SB: How can the Council best use its powers to reduce vehicular deaths and ensure traffic justice citywide?
MW: Enforcement of traffic laws as they apply to motor vehicles on our city streets is almost non-existent. When pedestrians and cyclists are killed or seriously injured, investigation is unpredictable, criminal charges are almost unheard of, and prosecutions are rarer still. We must begin treating these victims as if their lives matter. I fully support the package of bills introduced by Council Member Levin and others, including the Crash Investigation Reform Act, which would create a task force to assess current investigation practices and recommend reforms, and LS 3414, which calls on the NYPD to investigate all crashes that result in serious injury, as required by state law. We are at the mercy of state lawmakers to get desperately needed speed cameras and more red light cameras, but the Council’s transportation committee could shine a bright light on currently feeble enforcement efforts through hearings that result in action.
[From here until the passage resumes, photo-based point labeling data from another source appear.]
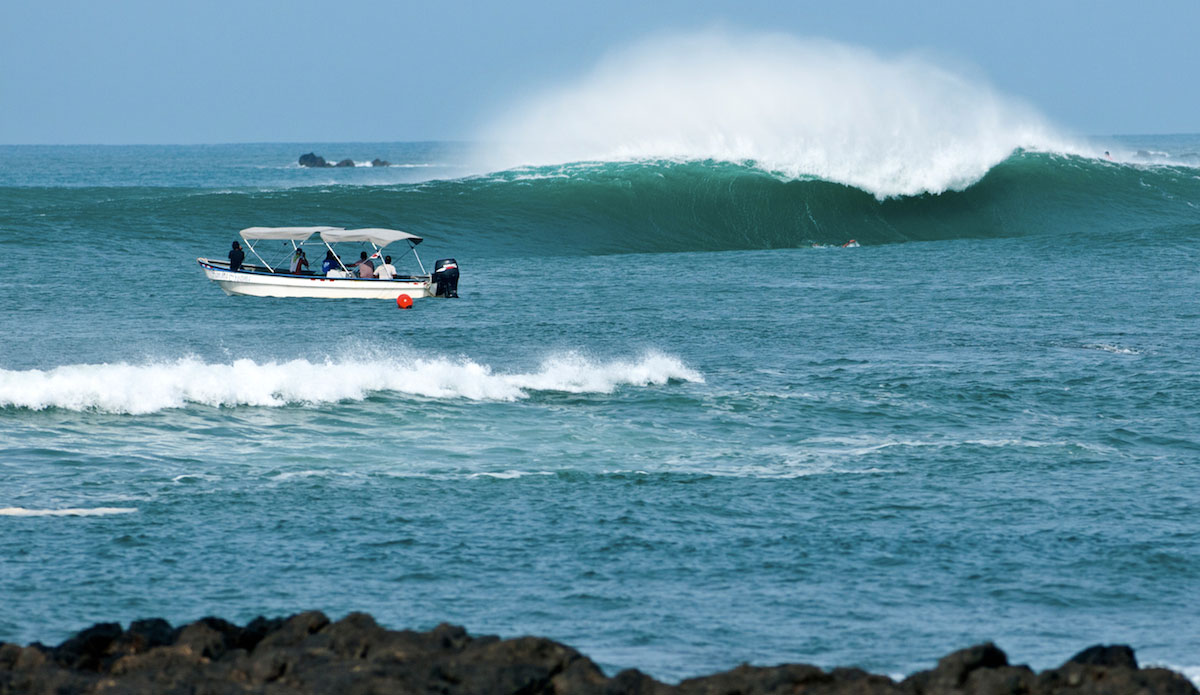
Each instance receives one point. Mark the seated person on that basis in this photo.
(330, 263)
(385, 271)
(235, 257)
(366, 268)
(299, 263)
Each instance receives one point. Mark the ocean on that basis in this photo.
(670, 421)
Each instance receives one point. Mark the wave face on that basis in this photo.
(148, 388)
(801, 108)
(651, 207)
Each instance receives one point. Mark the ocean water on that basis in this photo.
(671, 421)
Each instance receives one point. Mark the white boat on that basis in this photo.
(267, 280)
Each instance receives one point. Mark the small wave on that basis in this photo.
(69, 511)
(509, 474)
(148, 388)
(1113, 348)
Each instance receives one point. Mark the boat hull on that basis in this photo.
(257, 283)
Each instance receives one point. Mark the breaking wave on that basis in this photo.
(148, 388)
(798, 108)
(67, 511)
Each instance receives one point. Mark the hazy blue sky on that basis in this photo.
(219, 71)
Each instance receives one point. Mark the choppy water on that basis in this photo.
(659, 425)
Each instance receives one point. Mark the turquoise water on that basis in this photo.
(670, 421)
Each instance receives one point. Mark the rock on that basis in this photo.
(1107, 655)
(307, 654)
(312, 160)
(89, 649)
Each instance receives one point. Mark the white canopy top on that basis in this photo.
(378, 237)
(286, 233)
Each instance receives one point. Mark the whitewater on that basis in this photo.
(671, 421)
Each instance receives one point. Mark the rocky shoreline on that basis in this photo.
(307, 653)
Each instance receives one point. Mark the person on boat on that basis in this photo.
(235, 257)
(366, 268)
(299, 262)
(385, 271)
(329, 263)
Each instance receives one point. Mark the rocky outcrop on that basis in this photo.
(313, 160)
(307, 653)
(316, 161)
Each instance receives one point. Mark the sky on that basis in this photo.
(304, 71)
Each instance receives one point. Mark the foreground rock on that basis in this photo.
(306, 653)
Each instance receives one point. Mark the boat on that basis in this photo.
(268, 280)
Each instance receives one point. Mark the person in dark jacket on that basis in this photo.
(235, 257)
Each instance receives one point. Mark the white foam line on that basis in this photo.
(69, 511)
(148, 388)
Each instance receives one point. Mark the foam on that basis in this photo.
(70, 511)
(801, 108)
(153, 387)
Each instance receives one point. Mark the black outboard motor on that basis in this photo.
(445, 275)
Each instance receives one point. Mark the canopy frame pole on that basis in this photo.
(413, 246)
(259, 257)
(339, 258)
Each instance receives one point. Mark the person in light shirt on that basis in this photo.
(365, 265)
(387, 270)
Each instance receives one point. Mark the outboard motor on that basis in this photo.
(445, 276)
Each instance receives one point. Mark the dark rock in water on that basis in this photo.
(307, 653)
(1120, 655)
(312, 160)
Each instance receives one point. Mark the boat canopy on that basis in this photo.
(381, 238)
(285, 233)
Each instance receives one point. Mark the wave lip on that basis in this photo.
(799, 108)
(148, 388)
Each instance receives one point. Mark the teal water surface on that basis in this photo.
(659, 425)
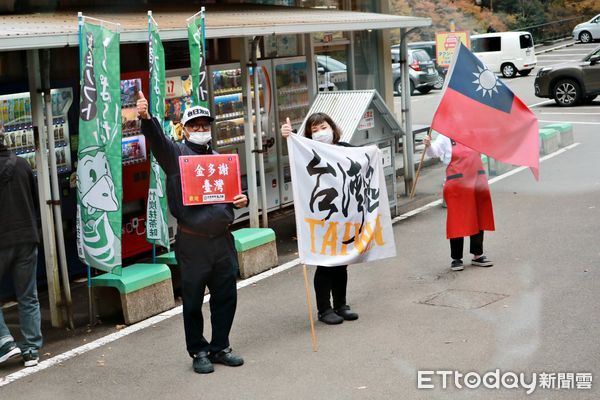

SB: The MTA is a state agency, but what actions would you like to see the City Council take to fund and expand transit service?
MW: Our transit system is the lifeblood of New York City, but chronic underfunding (in part caused by repeated looting of MTA revenue) has led to fare hikes and service reductions. If we are serious about creating a more sustainable city, the MTA needs dedicated, secure funding that will prevent more fare hikes, restore past service cuts and add new service so that transit is an option for more commuters. Unfortunately, NYC’s control over its own mass transit system is limited, but the Council is not powerless. The city’s contribution to the MTA has not increased since 1995, and we need to pay our fair share. In the longer term, the Council should be prepared to take a larger role in MTA funding by approving a more rational tolling plan, including congestion pricing, which would not only support the transit system but reduce traffic and pollution.